New York City-based auto dealer Bronx Honda and its general manager, Carlo Fittanto, are set to pay $1.5 million to settle allegations that the dealership was involved in numerous instances of unfair or deceptive lending practices against minorities, according to the Federal Trade Commission (FTC). In addition to the payment, Bronx Honda must also establish a fair lending program to limit any further interest markups.
Specifically, Bronx Honda under Fittanto’s direction charged African American and Hispanic borrowers higher interest rates than similarly-situated Caucasian borrowers. The dealership charged African American and Hispanic borrowers 19 and 24 basis points more in interest, respectively, than Caucasian borrowers, according to the FTC complaint filed with the Southern District of New York. Bronx Honda also charged both ethnic groups the maximum allowable markup “50% more often than non-Hispanic white borrowers,” according to the complaint.
In addition, the Honda dealership often offered deceptive sales by advertising discounts it did not honor, doubled fees and taxes, and inflated vehicle prices without the borrower’s knowledge. For instance, the defendants used an advertising agency to issue targeted commercials to African American and Hispanic communities that promoted discounts, only to “fail to honor those prices,” according to the complaint.

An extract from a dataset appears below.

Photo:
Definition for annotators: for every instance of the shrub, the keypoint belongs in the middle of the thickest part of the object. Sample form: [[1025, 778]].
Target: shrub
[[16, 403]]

Fittanto also encouraged employees to specifically charge higher interest rates and did not discipline employees who used derogatory racial terms, according to the complaint.
Evidence of such practices is not always easy to uncover, said FTC Commissioner Rohit Chopra in a statement.
“In addition to evidence gathered regarding Fittanto’s racist staff directives,” Chopra said, “the Commission’s loan data analysis also confirmed that these pricing practices resulted in a disparate impact on African American and Hispanic borrowers, who paid significantly more in fees and finance charges than similarly situated white borrowers.”
Consumers were required to pay specific fees, including certification fees, “dealer prep fees”, reconditioning fees, shop fees and documentation fees in excess of $75.
The company also changed sale prices in the middle of processing the transaction without informing the borrowers. In one instance, an employee told a customer the cost with fees would total $17,931, but the final retail installment contract had a $20,713 price tag. This difference of $3,322 is what “the defendants internally referred to as adding ‘air money’ to the contract,” according to the complaint.
While these complaints were filed in 2019, before the COVID-19 pandemic spurred a national lockdown, fraud cases in general are on the rise as a result of the coronavirus. Maryland law firm Whitney LLP said it has seen “an increase in the number of car buyers calling us and needing help with car dealership fraud claims,” since the lockdowns began.
“Auto fraud is often business as usual at car dealerships,” according to Whitey LLP’s website. “But the fraudulent practices are magnified during this unprecedented time when customers are losing their jobs, and traffic into dealerships has dried up.”
The law firm also noted that the increase in fraud comes when fewer customers are buying cars and, for dealerships, this means every customer counts. “For the dishonest dealerships, of which there are many, that means every customer gets financed and leaves with a car, whether they qualify or not.”